Um dia antes, outro artista de renome, Neil Young, lançou uma música de protesto contra Trump. Na 5ª feira (28.ago), o cantor canadense de 79 anos divulgou a canção “Big Crime”, que critica diretamente o envio de 500 agentes da Guarda Nacional às ruas de Washington, medida do governo Trump para combater a criminalidade na capital. Ele também criticou o slogan “Make America Great Again” (Faça a América grande de novo), pedindo o fim dessa ideia.
Na entrevista à Rolling Stone argentina Armstrong também abordou questões sociais e econômicas. “Crescemos ouvindo punk rock e alimentando nossas visões políticas. O século 21 está tentando se definir, e isso traz consigo o caos. Talvez seja simplista demais, mas sob o governo Trump tivemos a menor taxa de emprego dos últimos meses. E o governo não se importa. Eles dão o dinheiro das pessoas para bilionários”, afirmou.

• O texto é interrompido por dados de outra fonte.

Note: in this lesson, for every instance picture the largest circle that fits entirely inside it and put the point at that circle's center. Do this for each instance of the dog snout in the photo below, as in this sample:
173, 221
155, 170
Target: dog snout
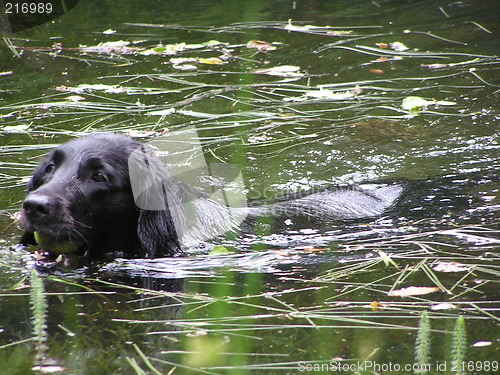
38, 207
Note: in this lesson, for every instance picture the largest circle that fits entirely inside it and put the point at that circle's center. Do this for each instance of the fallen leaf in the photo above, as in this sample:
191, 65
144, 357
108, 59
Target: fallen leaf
120, 47
75, 98
481, 344
15, 128
281, 71
451, 267
218, 250
211, 61
434, 66
414, 102
398, 46
387, 259
260, 45
443, 306
413, 291
163, 112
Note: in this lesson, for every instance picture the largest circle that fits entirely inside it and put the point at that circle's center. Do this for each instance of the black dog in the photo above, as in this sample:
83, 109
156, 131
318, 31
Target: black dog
82, 200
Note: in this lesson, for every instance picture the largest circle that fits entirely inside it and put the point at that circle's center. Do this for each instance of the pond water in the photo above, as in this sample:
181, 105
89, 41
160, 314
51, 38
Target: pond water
339, 93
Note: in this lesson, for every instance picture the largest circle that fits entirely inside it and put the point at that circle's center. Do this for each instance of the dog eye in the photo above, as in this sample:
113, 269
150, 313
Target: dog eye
49, 168
99, 177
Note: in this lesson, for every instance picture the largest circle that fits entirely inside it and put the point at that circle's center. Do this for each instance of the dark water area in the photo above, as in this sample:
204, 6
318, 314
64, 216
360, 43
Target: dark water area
340, 93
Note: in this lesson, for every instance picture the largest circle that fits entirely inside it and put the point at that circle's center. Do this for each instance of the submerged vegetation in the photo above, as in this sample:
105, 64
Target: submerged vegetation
298, 106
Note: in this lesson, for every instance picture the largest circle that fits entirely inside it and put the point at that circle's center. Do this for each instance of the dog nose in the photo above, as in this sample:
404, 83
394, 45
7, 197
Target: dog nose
37, 206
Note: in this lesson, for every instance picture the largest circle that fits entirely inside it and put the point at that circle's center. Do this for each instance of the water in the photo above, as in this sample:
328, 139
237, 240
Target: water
290, 296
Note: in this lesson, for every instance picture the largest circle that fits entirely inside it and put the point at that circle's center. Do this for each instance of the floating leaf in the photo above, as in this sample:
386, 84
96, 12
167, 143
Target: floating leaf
281, 71
481, 344
163, 112
211, 61
444, 306
218, 250
15, 128
398, 46
387, 259
451, 267
413, 291
414, 102
120, 47
260, 45
329, 94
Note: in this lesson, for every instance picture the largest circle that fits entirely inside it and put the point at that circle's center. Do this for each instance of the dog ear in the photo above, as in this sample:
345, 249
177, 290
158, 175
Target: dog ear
28, 238
158, 199
157, 234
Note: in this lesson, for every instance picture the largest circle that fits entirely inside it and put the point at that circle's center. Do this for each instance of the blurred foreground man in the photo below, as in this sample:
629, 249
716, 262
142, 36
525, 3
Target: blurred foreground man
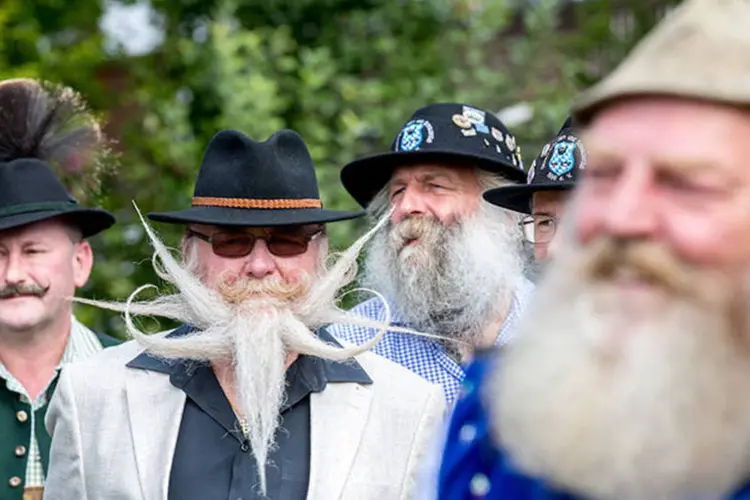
447, 262
632, 382
250, 398
44, 258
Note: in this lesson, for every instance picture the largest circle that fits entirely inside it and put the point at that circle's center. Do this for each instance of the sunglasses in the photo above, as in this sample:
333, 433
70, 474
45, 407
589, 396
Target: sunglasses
286, 242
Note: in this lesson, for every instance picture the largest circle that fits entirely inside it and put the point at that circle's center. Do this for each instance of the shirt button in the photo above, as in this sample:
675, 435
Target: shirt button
479, 485
467, 433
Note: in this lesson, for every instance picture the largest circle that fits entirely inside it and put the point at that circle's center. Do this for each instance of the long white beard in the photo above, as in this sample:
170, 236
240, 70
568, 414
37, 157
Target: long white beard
251, 325
456, 278
617, 404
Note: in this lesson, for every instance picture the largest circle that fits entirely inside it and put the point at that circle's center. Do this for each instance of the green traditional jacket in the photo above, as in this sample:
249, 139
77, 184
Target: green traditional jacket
17, 416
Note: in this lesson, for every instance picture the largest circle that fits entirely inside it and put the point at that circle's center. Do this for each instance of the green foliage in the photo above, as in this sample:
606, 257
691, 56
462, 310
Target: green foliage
345, 74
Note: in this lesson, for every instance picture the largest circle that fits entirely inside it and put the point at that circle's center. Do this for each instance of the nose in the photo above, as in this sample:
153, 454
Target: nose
631, 211
260, 262
14, 271
410, 203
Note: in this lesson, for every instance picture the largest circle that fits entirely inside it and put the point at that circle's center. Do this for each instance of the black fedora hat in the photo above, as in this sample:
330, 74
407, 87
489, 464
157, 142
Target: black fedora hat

Armstrong ainda mencionou a situação internacional na Palestina e criticou as prioridades do presidente dos EUA. “Há um genocídio em Gaza, mas [Trump] quer falar sobre [a atriz] Sydney Sweeney. Sei que esse tipo de caos está além do nosso controle. Mas a música pode te dar um lugar de pertencimento, um lugar onde as pessoas podem se reunir para encontrar consolo, tentar se relacionar um pouco melhor com o mundo. E, com sorte, não cair de uma ponte”, disse.